Er war da, sie war da. Sie sass bereits, er suchte sich noch einen Tisch. Sie sah ihn, er sah sie. Er fragte, ob. Sie meinte, lieber nicht. Er setzte sich, sie ärgerte sich. Sie trank aus, zahlte, ging. Er ging ihr hinterher. Er fragte, wollen wir nicht. Sie meinte, lieber nicht. Er gab nicht auf.
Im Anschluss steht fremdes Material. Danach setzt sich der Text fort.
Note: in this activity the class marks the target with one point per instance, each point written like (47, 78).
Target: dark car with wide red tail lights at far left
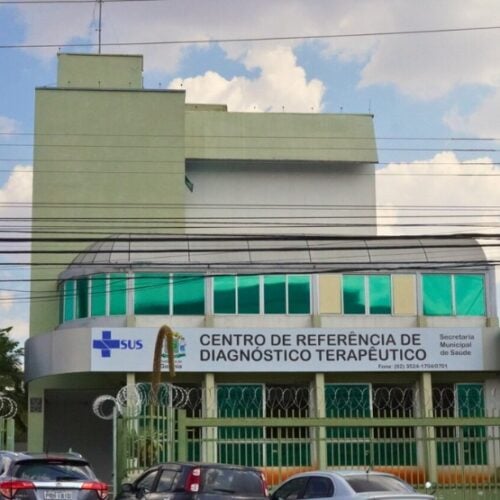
(48, 476)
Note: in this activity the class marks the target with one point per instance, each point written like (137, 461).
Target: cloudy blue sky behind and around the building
(435, 86)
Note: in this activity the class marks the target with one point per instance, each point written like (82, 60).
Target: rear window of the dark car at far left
(56, 470)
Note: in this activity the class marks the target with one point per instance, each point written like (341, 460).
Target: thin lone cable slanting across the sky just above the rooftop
(253, 39)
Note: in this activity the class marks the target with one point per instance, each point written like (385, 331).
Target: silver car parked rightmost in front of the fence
(346, 485)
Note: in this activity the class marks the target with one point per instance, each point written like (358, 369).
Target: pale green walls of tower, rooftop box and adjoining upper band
(108, 153)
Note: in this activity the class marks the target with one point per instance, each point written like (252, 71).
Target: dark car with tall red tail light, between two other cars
(196, 481)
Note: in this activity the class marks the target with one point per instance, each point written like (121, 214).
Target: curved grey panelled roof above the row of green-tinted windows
(252, 254)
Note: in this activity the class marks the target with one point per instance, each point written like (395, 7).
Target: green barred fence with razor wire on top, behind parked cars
(452, 441)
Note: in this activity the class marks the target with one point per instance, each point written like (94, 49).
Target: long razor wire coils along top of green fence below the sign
(259, 400)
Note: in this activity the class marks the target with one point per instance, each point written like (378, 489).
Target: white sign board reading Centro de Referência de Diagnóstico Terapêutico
(292, 349)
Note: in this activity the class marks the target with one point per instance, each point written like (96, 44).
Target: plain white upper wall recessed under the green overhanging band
(282, 197)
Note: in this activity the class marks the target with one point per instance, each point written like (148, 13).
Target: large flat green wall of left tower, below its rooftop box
(101, 159)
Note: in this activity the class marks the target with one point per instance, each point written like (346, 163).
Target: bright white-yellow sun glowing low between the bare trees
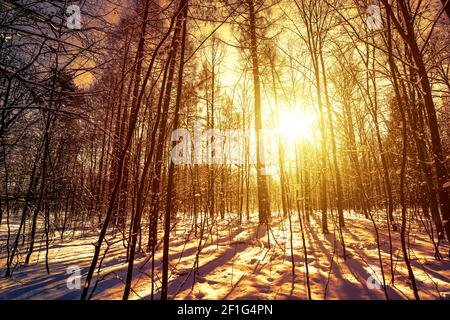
(296, 125)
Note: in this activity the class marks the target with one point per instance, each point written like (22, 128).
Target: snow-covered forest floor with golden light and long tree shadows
(237, 262)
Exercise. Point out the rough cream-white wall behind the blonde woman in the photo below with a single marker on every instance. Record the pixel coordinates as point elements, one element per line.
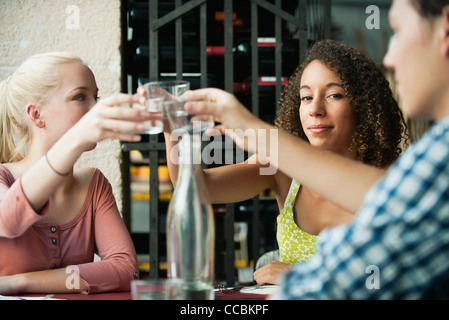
<point>91,29</point>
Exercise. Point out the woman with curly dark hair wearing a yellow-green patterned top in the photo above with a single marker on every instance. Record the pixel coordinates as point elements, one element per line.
<point>339,101</point>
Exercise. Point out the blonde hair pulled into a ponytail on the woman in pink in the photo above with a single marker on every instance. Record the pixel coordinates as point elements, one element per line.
<point>32,82</point>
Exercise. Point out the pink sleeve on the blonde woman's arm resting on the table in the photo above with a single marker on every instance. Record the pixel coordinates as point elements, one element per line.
<point>118,265</point>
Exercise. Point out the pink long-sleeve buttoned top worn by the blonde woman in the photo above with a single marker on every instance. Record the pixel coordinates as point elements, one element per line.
<point>28,244</point>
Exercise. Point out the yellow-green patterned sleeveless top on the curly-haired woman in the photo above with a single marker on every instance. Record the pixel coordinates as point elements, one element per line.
<point>294,244</point>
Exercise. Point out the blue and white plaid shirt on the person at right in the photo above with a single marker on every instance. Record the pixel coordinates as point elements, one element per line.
<point>398,243</point>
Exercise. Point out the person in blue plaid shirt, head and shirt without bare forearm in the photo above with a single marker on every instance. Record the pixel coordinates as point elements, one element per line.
<point>401,231</point>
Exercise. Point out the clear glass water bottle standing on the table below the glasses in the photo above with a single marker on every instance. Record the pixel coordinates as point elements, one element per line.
<point>190,224</point>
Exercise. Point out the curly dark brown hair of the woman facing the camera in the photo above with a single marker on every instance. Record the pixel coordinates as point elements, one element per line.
<point>379,123</point>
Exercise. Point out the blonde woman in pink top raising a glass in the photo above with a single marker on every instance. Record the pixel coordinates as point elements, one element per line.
<point>52,217</point>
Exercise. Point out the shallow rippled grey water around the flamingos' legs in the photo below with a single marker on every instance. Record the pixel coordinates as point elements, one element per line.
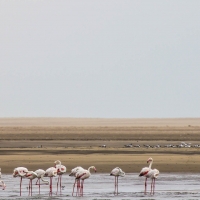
<point>101,186</point>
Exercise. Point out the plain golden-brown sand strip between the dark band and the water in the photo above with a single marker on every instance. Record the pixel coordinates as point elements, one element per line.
<point>130,163</point>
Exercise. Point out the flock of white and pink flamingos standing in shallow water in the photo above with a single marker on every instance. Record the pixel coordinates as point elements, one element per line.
<point>80,175</point>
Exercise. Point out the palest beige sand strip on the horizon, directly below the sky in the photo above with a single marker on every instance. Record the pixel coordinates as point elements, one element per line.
<point>100,122</point>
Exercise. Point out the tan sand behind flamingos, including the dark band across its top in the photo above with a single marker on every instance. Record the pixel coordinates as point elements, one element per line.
<point>166,160</point>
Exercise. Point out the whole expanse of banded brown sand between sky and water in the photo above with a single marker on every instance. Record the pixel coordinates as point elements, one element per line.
<point>76,142</point>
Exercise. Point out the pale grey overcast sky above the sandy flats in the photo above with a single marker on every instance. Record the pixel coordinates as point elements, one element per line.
<point>103,58</point>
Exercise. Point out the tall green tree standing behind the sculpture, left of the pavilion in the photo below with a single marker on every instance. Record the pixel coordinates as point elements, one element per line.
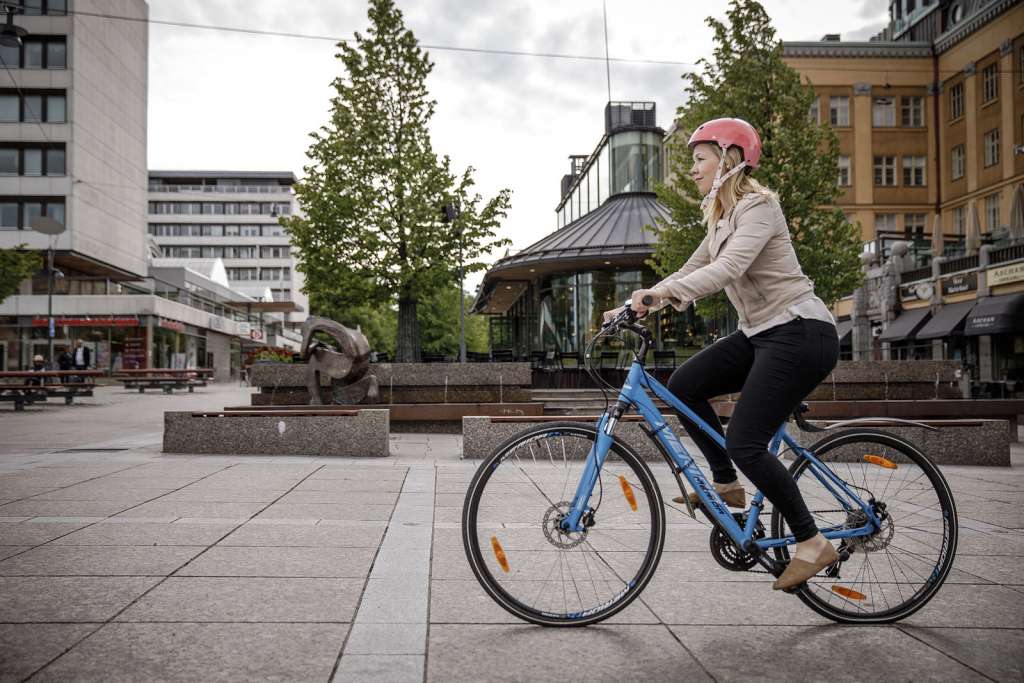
<point>372,233</point>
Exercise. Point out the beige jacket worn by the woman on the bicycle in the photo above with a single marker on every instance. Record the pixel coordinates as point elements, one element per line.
<point>750,255</point>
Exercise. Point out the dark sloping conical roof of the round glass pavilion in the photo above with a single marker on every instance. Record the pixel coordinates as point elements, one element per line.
<point>615,230</point>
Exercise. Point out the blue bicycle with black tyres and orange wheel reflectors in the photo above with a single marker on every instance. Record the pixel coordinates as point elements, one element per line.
<point>565,524</point>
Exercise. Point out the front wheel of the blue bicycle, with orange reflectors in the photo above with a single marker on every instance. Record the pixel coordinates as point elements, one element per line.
<point>522,557</point>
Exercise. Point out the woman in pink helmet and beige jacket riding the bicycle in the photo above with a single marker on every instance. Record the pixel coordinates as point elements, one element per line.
<point>787,344</point>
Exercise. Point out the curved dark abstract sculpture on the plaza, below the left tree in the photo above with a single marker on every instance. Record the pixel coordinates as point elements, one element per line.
<point>348,369</point>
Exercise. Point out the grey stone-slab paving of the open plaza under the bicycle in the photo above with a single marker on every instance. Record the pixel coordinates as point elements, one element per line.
<point>118,563</point>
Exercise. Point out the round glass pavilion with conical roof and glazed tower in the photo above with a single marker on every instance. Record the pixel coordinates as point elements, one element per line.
<point>550,296</point>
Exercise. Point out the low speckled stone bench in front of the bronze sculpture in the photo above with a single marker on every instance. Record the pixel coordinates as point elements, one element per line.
<point>316,432</point>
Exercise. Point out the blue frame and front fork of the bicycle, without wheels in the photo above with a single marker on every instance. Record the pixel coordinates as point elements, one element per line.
<point>633,395</point>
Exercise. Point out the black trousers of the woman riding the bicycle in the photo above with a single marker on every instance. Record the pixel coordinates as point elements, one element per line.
<point>775,371</point>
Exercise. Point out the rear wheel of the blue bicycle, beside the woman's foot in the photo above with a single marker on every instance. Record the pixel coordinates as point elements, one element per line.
<point>894,573</point>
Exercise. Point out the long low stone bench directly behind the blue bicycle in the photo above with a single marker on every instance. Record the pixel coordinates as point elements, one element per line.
<point>985,443</point>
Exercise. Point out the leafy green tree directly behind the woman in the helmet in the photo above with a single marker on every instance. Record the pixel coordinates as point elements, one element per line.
<point>747,78</point>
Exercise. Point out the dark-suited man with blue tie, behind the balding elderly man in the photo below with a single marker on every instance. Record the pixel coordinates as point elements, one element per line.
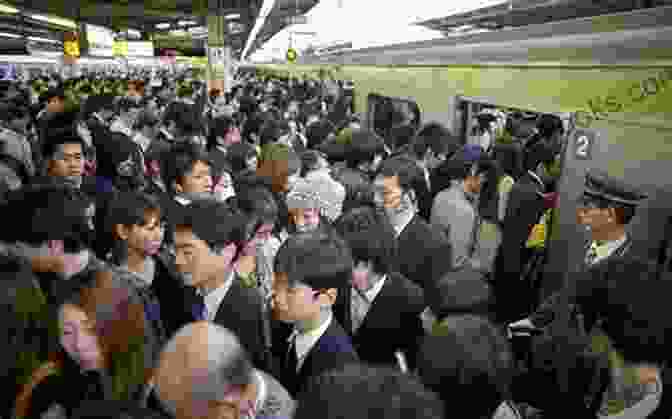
<point>206,236</point>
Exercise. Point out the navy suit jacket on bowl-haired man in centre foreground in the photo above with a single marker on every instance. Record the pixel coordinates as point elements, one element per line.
<point>333,350</point>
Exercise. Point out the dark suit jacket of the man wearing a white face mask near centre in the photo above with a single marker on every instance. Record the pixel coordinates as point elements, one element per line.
<point>425,253</point>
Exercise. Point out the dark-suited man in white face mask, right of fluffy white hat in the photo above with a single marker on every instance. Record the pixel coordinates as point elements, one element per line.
<point>425,253</point>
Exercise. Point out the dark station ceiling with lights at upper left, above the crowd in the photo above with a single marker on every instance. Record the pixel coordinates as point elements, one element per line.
<point>144,15</point>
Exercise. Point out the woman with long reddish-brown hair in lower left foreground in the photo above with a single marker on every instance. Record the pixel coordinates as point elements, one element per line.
<point>99,356</point>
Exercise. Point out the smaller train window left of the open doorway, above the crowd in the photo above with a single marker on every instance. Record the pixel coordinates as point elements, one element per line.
<point>388,117</point>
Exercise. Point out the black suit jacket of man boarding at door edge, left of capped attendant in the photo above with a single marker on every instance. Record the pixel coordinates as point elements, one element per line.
<point>525,207</point>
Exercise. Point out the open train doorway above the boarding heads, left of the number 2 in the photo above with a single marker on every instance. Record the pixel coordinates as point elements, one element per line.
<point>479,121</point>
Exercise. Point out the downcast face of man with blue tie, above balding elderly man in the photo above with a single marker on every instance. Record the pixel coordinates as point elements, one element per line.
<point>197,263</point>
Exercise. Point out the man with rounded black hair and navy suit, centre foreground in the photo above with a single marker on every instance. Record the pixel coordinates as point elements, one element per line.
<point>310,268</point>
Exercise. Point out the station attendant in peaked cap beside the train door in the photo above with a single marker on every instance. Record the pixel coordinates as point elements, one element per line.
<point>605,208</point>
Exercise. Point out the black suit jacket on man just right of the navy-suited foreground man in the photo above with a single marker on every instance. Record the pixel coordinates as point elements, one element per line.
<point>392,323</point>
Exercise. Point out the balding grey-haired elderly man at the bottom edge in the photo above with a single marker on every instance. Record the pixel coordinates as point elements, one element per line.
<point>204,373</point>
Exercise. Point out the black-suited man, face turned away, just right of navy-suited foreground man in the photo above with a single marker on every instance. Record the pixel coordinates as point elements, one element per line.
<point>383,311</point>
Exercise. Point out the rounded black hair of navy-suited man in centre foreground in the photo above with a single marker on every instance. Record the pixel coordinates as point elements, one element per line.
<point>319,259</point>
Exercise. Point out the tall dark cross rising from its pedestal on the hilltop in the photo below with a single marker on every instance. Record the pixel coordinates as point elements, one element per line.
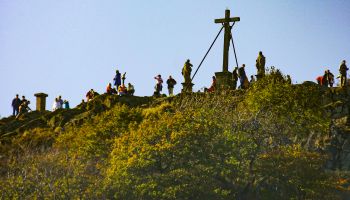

Er war da, sie war da. Er sass bereits, sie suchte ihn noch. Ihre Blicke kreuzten sich, sie lachte erleichtert. Er lachte wenig später auch, beide hatten ihren Spass. Sie bestellte ein Dessert, er lehnte dankend ab. Er kam mit zu ihr. Sie gab sich hin. Er kam. Sie schlief ein, er wollte mehr. Sie erwachte, er war schon wach. Sie bereute, sie warf ihn hinaus, sie wollte ihn nie wieder sehen.
Er rief an, er verfolgte sie, er fand sich nicht ab, er schrieb ihr, er schickte Blumen. Sie verklagte ihn, änderte ihren Namen, zog in eine andere Stadt.
Er kam nie über sie hinweg.
Sie heiratete, änderte ihren Namen, hatte Kinder, hatte Kummer, hatte genug. Sie verzichtete auf Perücke, Schminke, Lachen. Sie liess sich scheiden, änderte ihren Namen, dachte gelegentlich an ihn. Sie wusste es aber besser.
Er suchte sie. Er schlief in Hotels, arbeitete unter freiem Himmel, träumte von ihr. Er ass in Restaurants.
Sie sass bereits, er suchte sich noch einen Tisch. Sie sah ihn, er sah sie. Er erkannte sie nicht. Sie erkannte ihn. Sie fragte, ob. Er meinte, lieber nicht.